ICCV Poster YOLO-Count: Differentiable Object Counting for Text-to-Image Generation

Poster

YOLO-Count: Differentiable Object Counting for Text-to-Image Generation

Guanning Zeng · Xiang Zhang · Zirui Wang · Haiyang Xu · Zeyuan Chen · Bingnan Li · Zhuowen Tu

Exhibit Hall I #1545

[ Abstract ]

Wed 22 Oct 5:45 p.m. PDT — 7:45 p.m. PDT

Abstract:

We propose YOLO-Count, a new differentiable open-vocabulary object counting model that addresses both general counting challenges and enables training-free quantity control for text-to-image (T2I) generation. A key contribution is the `cardinality' map, a novel regression target designed to account for object size and location variations.
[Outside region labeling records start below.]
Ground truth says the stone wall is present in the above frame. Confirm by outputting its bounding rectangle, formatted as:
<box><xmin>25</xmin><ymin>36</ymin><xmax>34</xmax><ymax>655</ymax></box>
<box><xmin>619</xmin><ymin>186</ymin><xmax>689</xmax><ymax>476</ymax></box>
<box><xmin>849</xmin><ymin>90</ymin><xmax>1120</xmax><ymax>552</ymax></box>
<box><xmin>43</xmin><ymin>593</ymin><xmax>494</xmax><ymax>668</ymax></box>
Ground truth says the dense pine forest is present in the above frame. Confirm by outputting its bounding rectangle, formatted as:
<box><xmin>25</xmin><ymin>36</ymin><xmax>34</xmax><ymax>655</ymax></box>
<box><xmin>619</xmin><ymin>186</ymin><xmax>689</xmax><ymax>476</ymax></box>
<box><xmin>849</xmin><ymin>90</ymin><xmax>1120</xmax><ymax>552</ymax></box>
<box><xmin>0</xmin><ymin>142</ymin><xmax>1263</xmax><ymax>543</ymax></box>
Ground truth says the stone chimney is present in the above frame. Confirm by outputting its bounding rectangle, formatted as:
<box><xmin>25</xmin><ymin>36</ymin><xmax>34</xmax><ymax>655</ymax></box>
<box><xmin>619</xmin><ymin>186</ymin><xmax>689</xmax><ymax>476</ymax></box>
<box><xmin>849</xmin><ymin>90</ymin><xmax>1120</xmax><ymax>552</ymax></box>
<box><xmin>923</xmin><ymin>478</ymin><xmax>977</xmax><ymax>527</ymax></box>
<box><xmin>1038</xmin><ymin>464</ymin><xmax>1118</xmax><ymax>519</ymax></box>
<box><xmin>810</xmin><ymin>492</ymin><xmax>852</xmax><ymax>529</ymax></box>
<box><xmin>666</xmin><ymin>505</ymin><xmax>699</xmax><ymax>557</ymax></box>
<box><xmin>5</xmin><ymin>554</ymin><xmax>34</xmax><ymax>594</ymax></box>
By employing representation alignment and a hybrid supervision scheme, YOLO-Count minimizes the discrepancy between open-vocabulary counting and T2I generation control. The model's differentiable architecture facilitates gradient-based optimization for accurate object counts, leading to enhanced controllability and transparency in T2I systems. Our empirical evaluation demonstrates state-of-the-art counting accuracy and effective quantity control for the T2I generation tasks.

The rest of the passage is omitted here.